Alright, it's fairly easy to setup S3 and configure it as a static site and put your statis website on it, but to point a real domain to it you can't get HTTPS [SSL certificate] working properly on it unless you follow these instructions:
TL;DR on that is that it's a list of 12 steps [each one its own page] that requires you to setup two S3 buckets, use Route53 for the domain, setup Cloudfront and then get a certificate through the ACM (AWS Certificate Manager) in order to get HTTPS working on subdomain.yourdomain.com
So, here's a faster, simpler, and better performing way.
Before we continue be sure you know the difference between "Cloudfront - an AWS service" and "Cloudflare - a separate CDN service"
We all use cloudflare.com for caching, free ssl, free CDN, free bot protection and more...right right? You don't? Get on it.
My steps are as follows:
- Get on S3, setup your bucket with the name of the subdomain, eg your bucket name should literally be "subdomain.yourdomain.com"
- Give it "public access" [ignore the warnings]
- Go to the "permissions" tab and make sure Block all public access is "off"
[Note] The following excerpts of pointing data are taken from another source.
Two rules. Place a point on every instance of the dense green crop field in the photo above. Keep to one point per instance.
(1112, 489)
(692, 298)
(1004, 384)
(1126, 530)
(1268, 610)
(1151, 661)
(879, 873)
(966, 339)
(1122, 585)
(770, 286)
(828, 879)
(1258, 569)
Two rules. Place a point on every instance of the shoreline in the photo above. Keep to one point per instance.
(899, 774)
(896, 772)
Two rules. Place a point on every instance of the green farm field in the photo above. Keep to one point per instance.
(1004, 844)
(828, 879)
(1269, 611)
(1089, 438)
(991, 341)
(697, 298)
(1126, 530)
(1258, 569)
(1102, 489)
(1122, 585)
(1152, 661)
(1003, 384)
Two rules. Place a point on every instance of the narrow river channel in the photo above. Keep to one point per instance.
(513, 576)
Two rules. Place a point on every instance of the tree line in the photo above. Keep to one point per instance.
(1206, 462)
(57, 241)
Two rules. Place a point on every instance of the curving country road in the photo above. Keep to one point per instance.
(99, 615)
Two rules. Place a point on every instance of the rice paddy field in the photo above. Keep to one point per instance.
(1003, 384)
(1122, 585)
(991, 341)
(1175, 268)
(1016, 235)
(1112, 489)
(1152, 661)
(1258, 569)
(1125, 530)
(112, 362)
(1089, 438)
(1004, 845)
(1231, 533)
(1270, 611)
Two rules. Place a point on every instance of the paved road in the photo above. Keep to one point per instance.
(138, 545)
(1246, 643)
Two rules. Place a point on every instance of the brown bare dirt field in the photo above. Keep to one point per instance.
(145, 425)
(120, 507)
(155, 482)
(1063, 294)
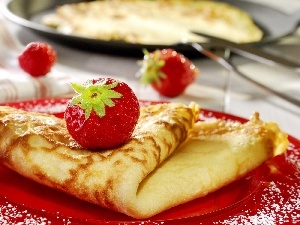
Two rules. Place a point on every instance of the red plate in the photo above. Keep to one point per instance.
(268, 195)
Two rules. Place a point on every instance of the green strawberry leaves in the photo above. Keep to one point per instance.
(95, 96)
(150, 69)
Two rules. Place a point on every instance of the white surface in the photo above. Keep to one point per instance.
(244, 98)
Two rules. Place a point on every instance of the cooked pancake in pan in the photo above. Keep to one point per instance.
(161, 22)
(170, 159)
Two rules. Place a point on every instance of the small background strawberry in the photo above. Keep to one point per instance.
(168, 71)
(103, 114)
(37, 58)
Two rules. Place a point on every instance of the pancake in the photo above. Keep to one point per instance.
(161, 22)
(170, 159)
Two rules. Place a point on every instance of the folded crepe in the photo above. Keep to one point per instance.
(170, 159)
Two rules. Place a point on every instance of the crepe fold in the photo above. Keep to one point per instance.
(170, 159)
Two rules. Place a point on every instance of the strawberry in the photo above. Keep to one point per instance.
(37, 58)
(103, 114)
(168, 71)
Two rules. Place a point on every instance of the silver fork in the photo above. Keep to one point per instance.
(226, 63)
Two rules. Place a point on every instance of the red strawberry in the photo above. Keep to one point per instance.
(168, 72)
(103, 114)
(37, 58)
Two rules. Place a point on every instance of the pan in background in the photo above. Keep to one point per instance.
(27, 13)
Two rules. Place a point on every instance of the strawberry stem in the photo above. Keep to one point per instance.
(150, 70)
(95, 96)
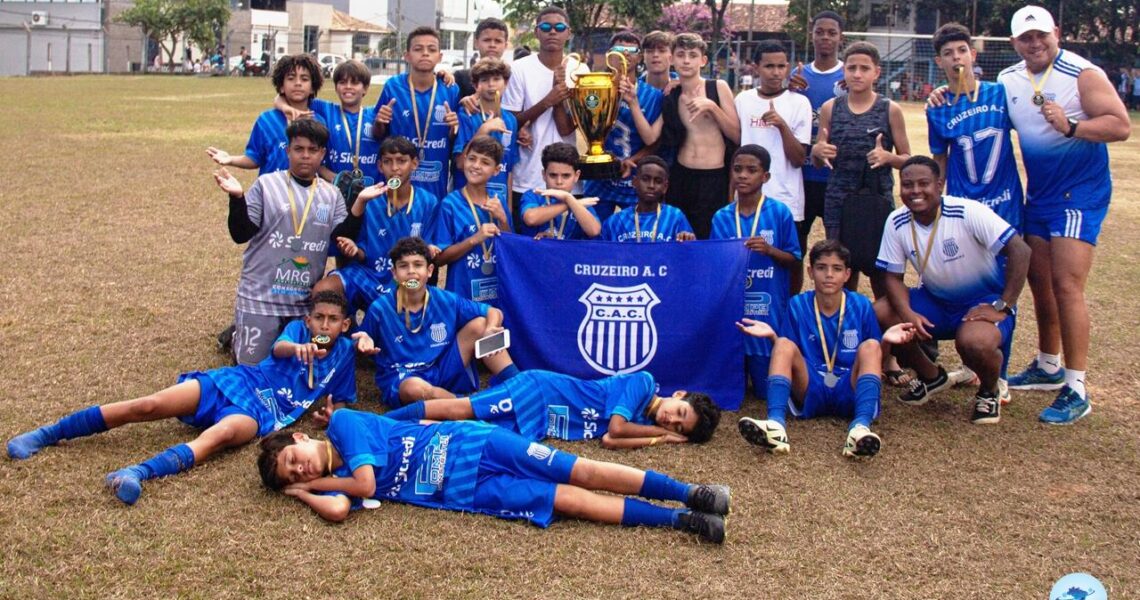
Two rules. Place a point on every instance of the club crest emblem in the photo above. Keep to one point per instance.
(618, 334)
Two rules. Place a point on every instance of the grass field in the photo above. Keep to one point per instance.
(120, 272)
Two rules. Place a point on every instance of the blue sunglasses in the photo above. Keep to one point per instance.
(546, 27)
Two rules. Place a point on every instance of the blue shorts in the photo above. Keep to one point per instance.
(518, 478)
(363, 285)
(822, 400)
(213, 405)
(946, 318)
(448, 373)
(1079, 224)
(757, 367)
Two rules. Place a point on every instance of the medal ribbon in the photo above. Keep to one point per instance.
(474, 215)
(356, 147)
(829, 358)
(415, 112)
(759, 207)
(657, 221)
(299, 227)
(920, 260)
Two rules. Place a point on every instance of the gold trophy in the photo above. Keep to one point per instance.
(593, 104)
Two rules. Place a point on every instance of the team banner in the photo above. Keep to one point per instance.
(593, 309)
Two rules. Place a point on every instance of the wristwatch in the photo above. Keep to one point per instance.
(1072, 131)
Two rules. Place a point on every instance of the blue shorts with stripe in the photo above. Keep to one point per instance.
(518, 478)
(1079, 224)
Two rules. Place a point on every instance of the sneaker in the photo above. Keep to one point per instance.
(765, 434)
(709, 527)
(1067, 408)
(127, 485)
(709, 499)
(861, 442)
(1034, 378)
(986, 408)
(922, 390)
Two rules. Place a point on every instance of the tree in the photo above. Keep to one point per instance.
(587, 17)
(168, 21)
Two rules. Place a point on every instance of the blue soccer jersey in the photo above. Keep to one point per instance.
(858, 324)
(975, 137)
(564, 226)
(406, 349)
(473, 275)
(766, 284)
(431, 106)
(276, 391)
(623, 143)
(267, 142)
(661, 225)
(822, 86)
(434, 465)
(469, 124)
(540, 404)
(384, 225)
(344, 129)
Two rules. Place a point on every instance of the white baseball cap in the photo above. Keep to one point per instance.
(1032, 18)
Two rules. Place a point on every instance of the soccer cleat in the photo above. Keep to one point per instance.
(861, 442)
(709, 499)
(921, 391)
(708, 526)
(25, 445)
(1035, 378)
(1067, 408)
(986, 408)
(768, 435)
(127, 484)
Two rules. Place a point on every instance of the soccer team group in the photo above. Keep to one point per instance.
(445, 163)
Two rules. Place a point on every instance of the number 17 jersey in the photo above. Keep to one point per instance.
(976, 138)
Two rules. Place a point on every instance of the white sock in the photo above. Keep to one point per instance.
(1049, 363)
(1075, 381)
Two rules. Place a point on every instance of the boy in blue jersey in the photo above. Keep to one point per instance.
(429, 335)
(625, 411)
(768, 232)
(417, 106)
(830, 361)
(310, 361)
(490, 76)
(554, 211)
(650, 219)
(296, 80)
(970, 135)
(469, 220)
(821, 81)
(634, 132)
(967, 294)
(477, 468)
(380, 217)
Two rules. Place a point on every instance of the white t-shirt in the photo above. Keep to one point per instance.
(787, 181)
(530, 82)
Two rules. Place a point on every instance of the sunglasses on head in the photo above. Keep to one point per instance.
(546, 27)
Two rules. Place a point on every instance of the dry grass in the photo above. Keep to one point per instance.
(120, 272)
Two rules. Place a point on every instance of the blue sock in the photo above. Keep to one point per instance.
(408, 412)
(81, 423)
(170, 461)
(868, 391)
(637, 512)
(658, 486)
(509, 372)
(779, 392)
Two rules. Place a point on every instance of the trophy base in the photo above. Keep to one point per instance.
(600, 170)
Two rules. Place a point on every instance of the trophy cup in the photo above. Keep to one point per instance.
(593, 104)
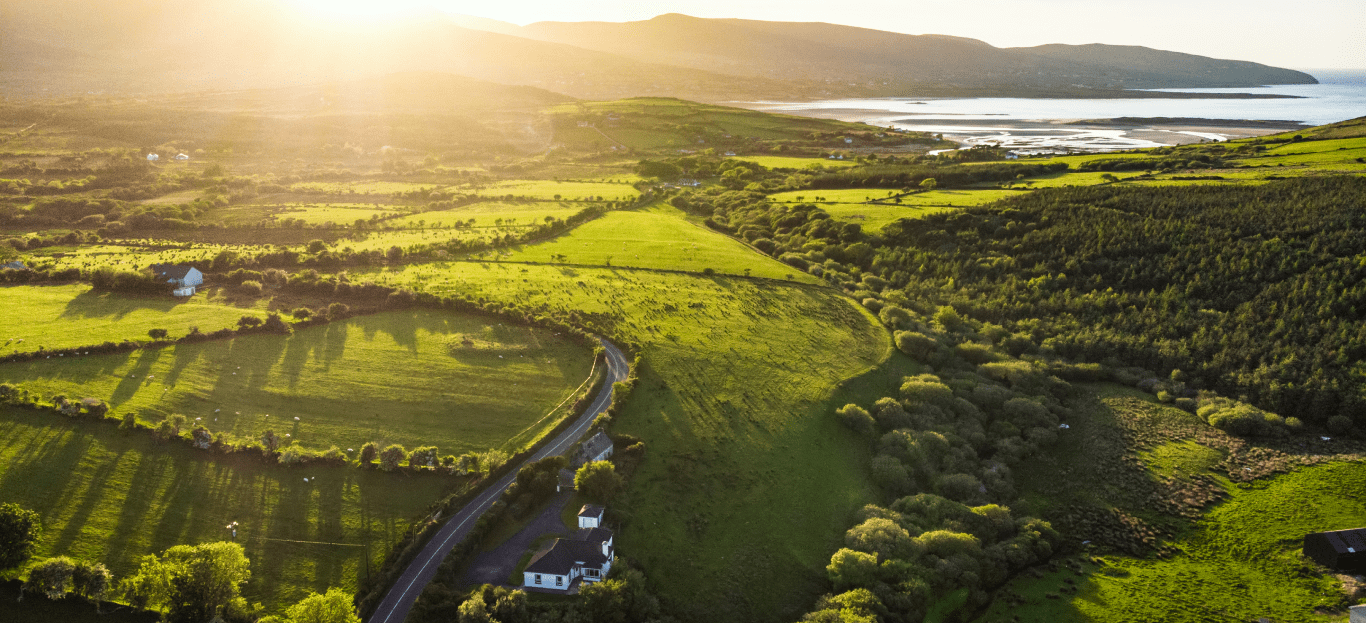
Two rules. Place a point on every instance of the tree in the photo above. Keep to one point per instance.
(193, 581)
(598, 481)
(332, 607)
(92, 581)
(51, 577)
(19, 532)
- On that same tab find the "Bucket Policy" and set a Policy for access, so it's not public and only your domain.com can access it, like so:
{
"Version": "2012-10-17",
"Statement": [
{
"Sid": "Dont Show List",
"Effect": "Deny",
"Principal": {
"AWS": "*"
},
"Action": "s3:ListBucket",
"Resource": "arn:aws:s3:::subdomain.yourdomain.com",
"Condition": {
"StringLike": {
"s3:prefix": "/*"
}
}
},
{
"Sid": "Allow your domain access",
"Effect": "Allow",
"Principal": {
"AWS": "*"
},
"Action": "s3:GetObject",
"Resource": "arn:aws:s3:::subdomain.yourdomain.com/*",
"Condition": {
"StringLike": {
"aws:Referer": "https://domain.com/*"
}
}
}
]
}
Note: this will now allow anyone to list the contents of your bucket and will only allow requests to load files come from your domain [via HTTPS only]
Next:
- Register your domain anywhere
- Point your domain to cloudflare.com [their walkthrough is simple as heck]
- Add a CNAME for your subdomain to point to the S3 URL which will be something like "subdomain.yourdomain.com.org.s3.us-east-1.amazonaws.com"
That's it. Your subdomain will now load your assets from S3, cache them via Cloudflare which automatically handles the SSL for you so HTTPS works out of the box, plus Cloudflare caches your assets [which performs faster than regular S3 requests] and your site's gonna be pretty damn fast.
This is great for sites with lots of mp4s or large images they need hosted. Not only does it perform better than standard S3 requests, it also costs less because you don't have to pay for Cloudfront and the bandwidth usage on S3 is lessened by having Cloudflare do the caching.
P.S. I wrote this shortly after implementing this again today, so i may have missed an item, if you run into trouble setting this up, please reach out to me, I'll be glad to update this with more thorough details to help others out in the long run.
End result, i applied this switch on Oct 27th [the last 3 days on the chart] as a result client now pays $0 for cloudfront. Before it was costing them nearly $20-$30/day.